Transcatheter valve-in-valve implantation (VinV-TAVR) for failed surgical aortic bioprosthetic valves

Zeitschrift:
Clinical Research in Cardiology
Autoren:
Bernhard Wernly, Ann-Katrin Zappe, Axel Unbehaun, Jan-Malte Sinning, Christian Jung, Won-Keun Kim, Stephan Fichtlscherer, Michael Lichtenauer, Uta C. Hoppe, Brunilda Alushi, Frederik Beckhoff, Charlotte Wewetzer, Marcus Franz, Daniel Kretzschmar, Eliano Navarese, Ulf Landmesser, Volkmar Falk, Alexander Lauten
Wichtige Hinweise
The original version of this article was revised: The spelling of the eleventh author’s name is “Frederik Beckhoff”.
Bernhard Wernly and Ann-Katrin Zappe contributed equally.
A correction to this article is available online at https://​doi.​org/​10.​1007/​s00392-018-1350-z.

Abstract

Objective

We sought to investigate the procedural and hemodynamic outcome after valve-in-valve transcatheter aortic valve replacement (VinV-TAVR) for different surgical (SBV) and transcatheter (TAVR) bioprosthetic valves.

Methods and results

223 patients (76 ± 11years, STS-Score 8.3 ± 10.1) suffering from SBV failure treated with VinV-TAVR were enrolled at 6 centers across Germany.
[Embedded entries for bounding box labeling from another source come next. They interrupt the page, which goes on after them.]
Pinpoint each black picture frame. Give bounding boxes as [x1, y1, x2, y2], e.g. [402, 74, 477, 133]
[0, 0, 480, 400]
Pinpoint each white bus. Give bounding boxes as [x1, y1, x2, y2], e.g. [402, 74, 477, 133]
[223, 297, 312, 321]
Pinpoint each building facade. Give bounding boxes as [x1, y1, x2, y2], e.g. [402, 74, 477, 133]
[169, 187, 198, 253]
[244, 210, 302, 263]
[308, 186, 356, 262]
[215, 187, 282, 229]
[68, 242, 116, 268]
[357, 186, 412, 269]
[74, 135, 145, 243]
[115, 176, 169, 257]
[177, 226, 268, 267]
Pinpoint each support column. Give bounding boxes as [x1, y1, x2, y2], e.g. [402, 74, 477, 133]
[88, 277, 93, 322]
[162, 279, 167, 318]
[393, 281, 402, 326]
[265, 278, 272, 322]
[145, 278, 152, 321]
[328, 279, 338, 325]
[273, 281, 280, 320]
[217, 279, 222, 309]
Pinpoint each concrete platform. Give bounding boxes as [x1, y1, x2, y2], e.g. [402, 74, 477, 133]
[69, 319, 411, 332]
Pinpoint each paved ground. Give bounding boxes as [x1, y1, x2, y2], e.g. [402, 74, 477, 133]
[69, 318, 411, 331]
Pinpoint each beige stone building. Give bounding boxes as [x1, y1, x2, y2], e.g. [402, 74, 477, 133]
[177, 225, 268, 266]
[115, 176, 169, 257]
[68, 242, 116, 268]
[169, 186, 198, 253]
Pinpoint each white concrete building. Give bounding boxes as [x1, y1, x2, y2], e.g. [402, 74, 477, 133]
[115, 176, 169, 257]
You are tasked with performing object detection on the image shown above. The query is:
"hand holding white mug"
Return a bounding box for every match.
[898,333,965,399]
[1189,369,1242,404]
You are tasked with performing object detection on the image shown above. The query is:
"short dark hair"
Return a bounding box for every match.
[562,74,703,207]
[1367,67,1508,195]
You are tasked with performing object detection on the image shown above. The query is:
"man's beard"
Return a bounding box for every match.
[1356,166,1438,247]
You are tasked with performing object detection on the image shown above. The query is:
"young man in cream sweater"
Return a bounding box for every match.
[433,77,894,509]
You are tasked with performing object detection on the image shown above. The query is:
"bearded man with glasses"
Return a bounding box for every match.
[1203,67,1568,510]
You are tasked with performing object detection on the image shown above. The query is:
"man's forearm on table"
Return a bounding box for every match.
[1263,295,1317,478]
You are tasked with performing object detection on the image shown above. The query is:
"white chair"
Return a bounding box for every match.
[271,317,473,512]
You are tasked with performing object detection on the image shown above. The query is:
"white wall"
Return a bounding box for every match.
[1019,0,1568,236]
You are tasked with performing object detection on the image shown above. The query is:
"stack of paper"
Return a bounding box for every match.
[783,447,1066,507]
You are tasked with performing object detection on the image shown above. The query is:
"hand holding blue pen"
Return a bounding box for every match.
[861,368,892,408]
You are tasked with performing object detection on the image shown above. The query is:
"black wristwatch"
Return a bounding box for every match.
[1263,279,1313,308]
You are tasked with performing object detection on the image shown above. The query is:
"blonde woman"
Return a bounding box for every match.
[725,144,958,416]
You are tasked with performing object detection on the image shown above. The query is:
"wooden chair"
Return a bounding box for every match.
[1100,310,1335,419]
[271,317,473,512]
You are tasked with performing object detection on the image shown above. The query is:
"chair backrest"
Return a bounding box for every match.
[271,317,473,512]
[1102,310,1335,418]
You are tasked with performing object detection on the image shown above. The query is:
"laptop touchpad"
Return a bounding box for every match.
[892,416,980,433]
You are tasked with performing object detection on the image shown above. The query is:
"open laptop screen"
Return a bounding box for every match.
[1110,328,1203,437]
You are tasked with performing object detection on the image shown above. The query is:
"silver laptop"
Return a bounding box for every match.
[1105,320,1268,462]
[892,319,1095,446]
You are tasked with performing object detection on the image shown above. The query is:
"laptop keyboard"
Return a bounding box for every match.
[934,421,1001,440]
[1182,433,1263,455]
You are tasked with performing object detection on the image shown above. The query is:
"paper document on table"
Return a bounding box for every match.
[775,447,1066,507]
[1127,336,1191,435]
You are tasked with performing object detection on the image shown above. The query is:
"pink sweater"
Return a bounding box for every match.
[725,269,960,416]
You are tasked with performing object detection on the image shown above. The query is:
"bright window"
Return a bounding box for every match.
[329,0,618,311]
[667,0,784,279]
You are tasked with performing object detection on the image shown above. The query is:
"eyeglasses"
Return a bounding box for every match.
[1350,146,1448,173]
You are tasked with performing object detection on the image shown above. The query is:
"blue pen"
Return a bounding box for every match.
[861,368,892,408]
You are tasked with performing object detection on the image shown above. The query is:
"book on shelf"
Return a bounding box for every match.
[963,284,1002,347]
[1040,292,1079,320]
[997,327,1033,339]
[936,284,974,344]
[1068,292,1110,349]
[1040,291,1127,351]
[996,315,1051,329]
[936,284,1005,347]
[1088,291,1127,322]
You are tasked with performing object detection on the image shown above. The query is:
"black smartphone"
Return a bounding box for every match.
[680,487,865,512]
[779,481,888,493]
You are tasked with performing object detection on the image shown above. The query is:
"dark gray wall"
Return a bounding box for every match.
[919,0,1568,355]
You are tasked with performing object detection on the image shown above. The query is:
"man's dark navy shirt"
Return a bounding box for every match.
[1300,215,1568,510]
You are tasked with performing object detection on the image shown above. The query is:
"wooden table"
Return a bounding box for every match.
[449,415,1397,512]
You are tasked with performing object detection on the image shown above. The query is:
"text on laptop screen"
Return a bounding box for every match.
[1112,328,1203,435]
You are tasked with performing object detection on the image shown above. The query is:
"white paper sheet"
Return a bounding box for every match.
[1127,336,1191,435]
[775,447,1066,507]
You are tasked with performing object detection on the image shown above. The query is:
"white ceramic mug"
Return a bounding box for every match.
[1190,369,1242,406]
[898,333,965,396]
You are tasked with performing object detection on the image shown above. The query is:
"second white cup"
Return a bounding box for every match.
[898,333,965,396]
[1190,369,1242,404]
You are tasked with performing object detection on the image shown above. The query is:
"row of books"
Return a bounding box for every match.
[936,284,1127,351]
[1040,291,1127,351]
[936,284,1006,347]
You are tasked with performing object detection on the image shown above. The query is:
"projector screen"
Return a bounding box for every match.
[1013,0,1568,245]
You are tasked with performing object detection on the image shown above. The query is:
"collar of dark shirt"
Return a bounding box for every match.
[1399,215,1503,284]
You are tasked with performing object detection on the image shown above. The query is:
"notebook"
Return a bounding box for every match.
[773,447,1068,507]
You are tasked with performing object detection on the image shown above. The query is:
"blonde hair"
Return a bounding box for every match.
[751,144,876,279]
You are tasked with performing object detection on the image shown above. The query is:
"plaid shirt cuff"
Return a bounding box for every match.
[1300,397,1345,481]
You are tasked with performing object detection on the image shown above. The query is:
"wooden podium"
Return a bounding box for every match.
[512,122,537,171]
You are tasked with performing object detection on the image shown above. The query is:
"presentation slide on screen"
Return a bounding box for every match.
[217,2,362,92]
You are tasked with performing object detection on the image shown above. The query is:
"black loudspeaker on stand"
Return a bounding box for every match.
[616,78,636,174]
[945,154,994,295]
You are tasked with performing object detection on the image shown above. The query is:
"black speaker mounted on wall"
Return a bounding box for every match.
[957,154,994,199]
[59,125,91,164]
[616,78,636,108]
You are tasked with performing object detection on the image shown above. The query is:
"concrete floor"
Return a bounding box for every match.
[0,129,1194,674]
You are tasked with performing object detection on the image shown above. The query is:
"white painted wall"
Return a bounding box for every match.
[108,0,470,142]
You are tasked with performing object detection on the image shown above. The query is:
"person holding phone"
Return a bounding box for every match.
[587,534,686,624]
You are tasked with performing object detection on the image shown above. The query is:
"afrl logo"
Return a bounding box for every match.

At time of the intervention, the majority of patients were in NYHA-class ≥ III (88%, n = 180). Failure mode of the SBVs was either stenosis, regurgitation (AR) or a combination of both in 85 (38%), 76 (34%) and 62 (28%) patients, respectively. 138 (62%) patients were treated with first generation TAVR valves (Edwards Sapien XT or CoreValve). Second generation valves were implanted in 85 (38%) patients (Sapien 3, Medtronic CoreValve Evolut, SJM-Portico, JenaValve). VinV-TAVR was associated with high procedural success rate, conversion to surgery was necessary in 3 (2%) patients. After VinV-TAVR procedure, 4 (2%) patients suffered from ≥ moderate AR. In 6 (3%) patients a second valve was implanted due to mispositioning of the first valve and subsequent severe paravalvular AR. Coronary obstruction was observed in 4 (2%) patients. Major bleeding and cerebrovascular complications (according to VARC) were reported in 3 (1%) and 4 (2%) patients at 30 days. Post-interventionally, 44/178 (25%) patients evidenced a mean pressure gradient (mPG) ≥ 20 mmHg. Residual stenosis was not associated with increased mortality (HR 0.39; 95% CI 0.13–1.22; p = 0.11).

Conclusion

In VinV-TAVR for SBV-failure is a safe procedure resulting in hemodynamic improvement in the majority of patients. Residual stenosis is a common finding which can be observed in 1/4 of patients undergoing VinV-TAVR. However, this condition is not associated with increased 1-year-mortality.